Commentaire de l'Esprit subjectif, Chapitre 17

Et pourquoi la phénoménologie est propédeutique

Il en résulte quelque chose pour le rapport à la logique. Ce que la conscience traverse — certitude sensible, perception, entendement, l’autonomisation dans la conscience de soi —, elle le fait avant de philosopher. Ce sont les manières dont on se rapporte aux choses, avant de se demander ce qu’est la pensée.

Pour l’ouvrage de 1807, c’est là le véritable but. Il montre au lecteur que les perspectives avec lesquelles il aborde une œuvre philosophique — celle-ci également —, sont elles-mêmes mises en question. Celui qui croit posséder, avec la certitude sensible, ce qu’il y a de plus assuré, découvre dans l’exercice même qu’elle est ce qu’il y a de plus pauvre.

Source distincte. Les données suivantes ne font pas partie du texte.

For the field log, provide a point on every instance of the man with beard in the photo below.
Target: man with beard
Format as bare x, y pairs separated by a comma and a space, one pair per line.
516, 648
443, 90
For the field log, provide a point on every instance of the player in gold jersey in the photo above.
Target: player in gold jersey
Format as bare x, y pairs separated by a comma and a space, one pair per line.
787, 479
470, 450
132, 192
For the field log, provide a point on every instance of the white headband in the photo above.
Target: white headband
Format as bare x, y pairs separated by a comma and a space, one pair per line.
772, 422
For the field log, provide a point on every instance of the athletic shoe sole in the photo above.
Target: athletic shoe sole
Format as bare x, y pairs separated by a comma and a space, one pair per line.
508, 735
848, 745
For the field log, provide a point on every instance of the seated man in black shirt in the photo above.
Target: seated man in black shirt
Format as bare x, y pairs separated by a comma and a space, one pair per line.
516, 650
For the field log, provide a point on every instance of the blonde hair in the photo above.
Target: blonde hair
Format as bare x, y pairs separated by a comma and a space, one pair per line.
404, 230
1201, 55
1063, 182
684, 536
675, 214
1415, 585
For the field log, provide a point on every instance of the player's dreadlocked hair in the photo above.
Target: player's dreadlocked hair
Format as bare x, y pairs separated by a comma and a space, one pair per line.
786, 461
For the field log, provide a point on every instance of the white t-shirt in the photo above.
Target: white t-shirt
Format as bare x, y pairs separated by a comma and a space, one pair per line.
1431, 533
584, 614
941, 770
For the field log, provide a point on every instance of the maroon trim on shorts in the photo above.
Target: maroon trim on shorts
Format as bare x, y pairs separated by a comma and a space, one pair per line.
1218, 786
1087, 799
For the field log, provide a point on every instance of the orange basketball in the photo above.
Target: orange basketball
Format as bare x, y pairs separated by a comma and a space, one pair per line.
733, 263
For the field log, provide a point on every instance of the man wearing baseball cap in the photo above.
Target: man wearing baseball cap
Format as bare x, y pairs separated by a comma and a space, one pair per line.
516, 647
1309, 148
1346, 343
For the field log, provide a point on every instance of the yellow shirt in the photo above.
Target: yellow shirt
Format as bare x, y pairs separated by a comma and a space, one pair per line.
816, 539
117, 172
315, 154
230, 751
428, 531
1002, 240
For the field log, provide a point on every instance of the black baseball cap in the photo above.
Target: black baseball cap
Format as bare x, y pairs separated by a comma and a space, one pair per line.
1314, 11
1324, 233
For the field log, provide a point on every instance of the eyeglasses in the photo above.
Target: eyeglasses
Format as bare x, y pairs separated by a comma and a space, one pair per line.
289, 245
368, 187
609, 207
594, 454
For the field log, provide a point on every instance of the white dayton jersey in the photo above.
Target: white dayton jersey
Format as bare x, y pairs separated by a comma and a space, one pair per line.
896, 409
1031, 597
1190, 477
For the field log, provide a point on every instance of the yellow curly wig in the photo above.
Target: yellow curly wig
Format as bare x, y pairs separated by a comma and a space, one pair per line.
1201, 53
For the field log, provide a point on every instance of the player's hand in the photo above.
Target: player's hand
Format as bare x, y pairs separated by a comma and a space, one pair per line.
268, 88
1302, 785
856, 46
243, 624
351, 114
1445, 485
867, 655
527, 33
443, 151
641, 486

La version de l’Encyclopédie n’a pas à accomplir cela ; elle se situe à l’intérieur du système et présuppose la logique. C’est pourquoi elle est plus courte — et c’est pourquoi elle ne remplace pas l’ouvrage, mais en constitue la place systématique. [KF]

Ce qui ne figure pas ici : le parcours complet de l’ouvrage de 1807. La version de l’Encyclopédie est plus courte et conçue différemment ; qui assimile les deux confond deux textes.